As I have mentioned in an earlier entry, I have been attending this workshop on patents. The main objective of the workshop is to learn strategies and techniques on writing strong patents. Of course, the things that we learned were very interesting, since I have a vested interest in patents – not to write strong ones, but to learn how to break them. The entire course ran for 3.5 days and we were taught many things about patents.
First and foremost, we were taught how to analyse patents. Unsurprisingly, patents are extremely wordy and twisty so that anyone other than lawyers would immediately give up when reading them. Personally, I gave up trying to parse the sentences at first – they seemed to go on forever. However, we were broken into small groups and there were several others around. So, we worked together in trying to decipher what some of these patents actually meant. Once we managed to analyse the patent, it was far easier to understand what something actually did, or claims that it can do.
Then, we learned how to break them, defeat them and design around them. There is a very methodical process in doing this. Once we figured out how to identify the sections that needed breaking and working around, we would be able to come up with thoroughly new ideas and improve upon the existing patent. As a result, we would technically be able to patent this new solution if one did not exist already.
Finally, we learned how to predict the future. There is a very important reason for learning to do this – we wanted to make our patents more difficult to break. In order to do that, one would need to be able to predict trends and then to move our innovation up that line so that we would be able to take on any other future technologies coming our way. As a result, we should theoretically be able to write up a final patent that is strong enough to withstand attacks.
It was during this training that I realised that the only way to break a patent is through the use of FLOSS. Being free, libre and open source alone is insufficient to break a patent. One would also need to out-innovate the competition in order to stay ahead. As long as FLOSS software is one step ahead of the game, it would break the patent’s grip successfully. At one point, one of the participants actually asked the trainer what he thought about an ‘open’ society versus an ‘ip oriented’ one and his reply was pretty interesting.

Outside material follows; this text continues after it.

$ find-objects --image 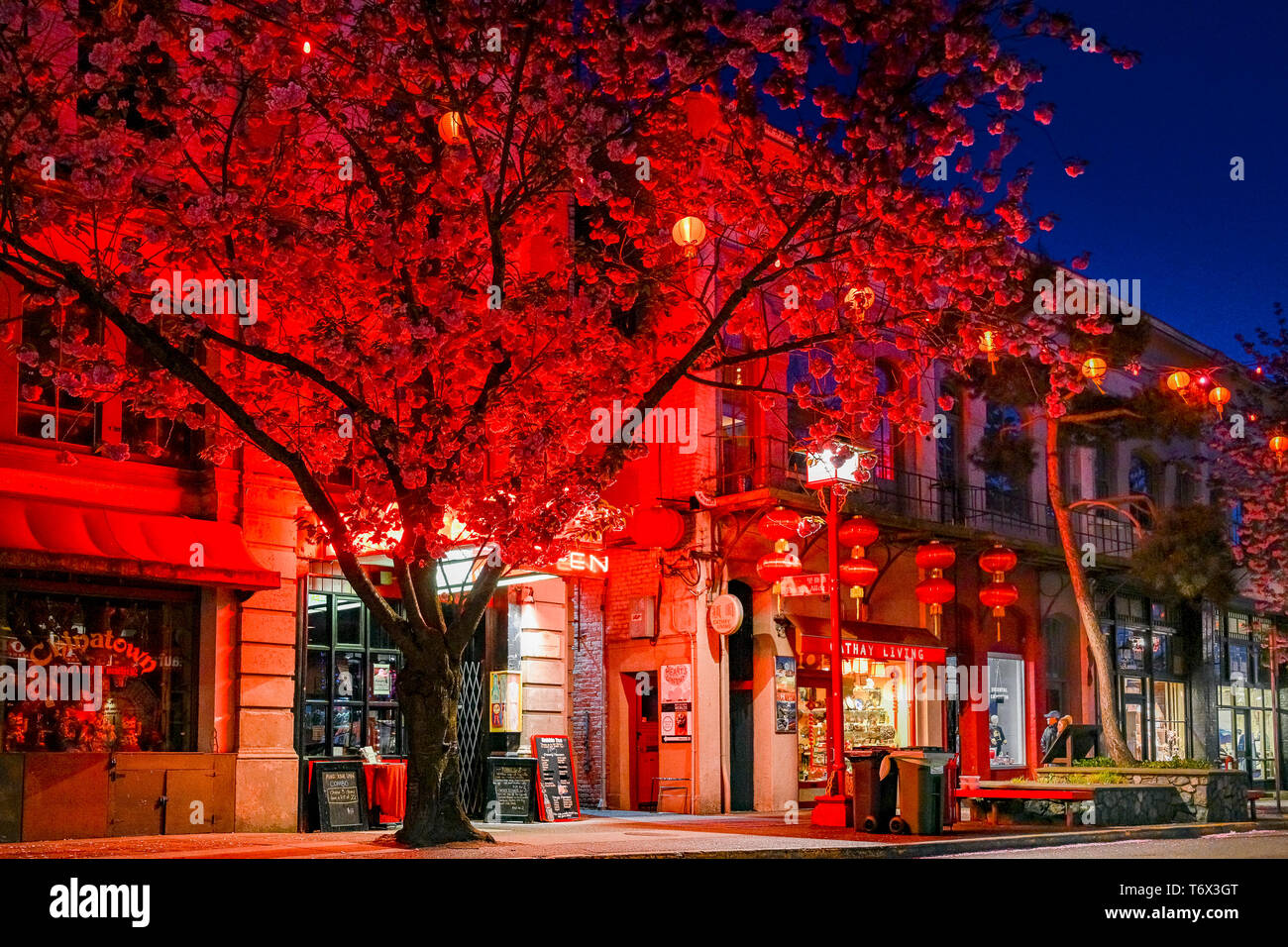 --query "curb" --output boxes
[587,819,1288,860]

He basically showed us his last slide, which said that for the next 5-10 years, patents would still play an important role. However, he is seeing a slow but steady decline in the effectiveness of the present patent system. Basically, the present patent system has been thoroughly raped and plundered. Hence, he does not think that the present patent system would survive for much longer. I found this surprising because our trainer was a guy with 400+ patents to his name and making a living off patents. One would think that he would be in support of patents.
He basically said that it was a game that needed to be played for now. But the game is almost up anyway.
PS: He is a fan of William Gibson as well. So, I like him too.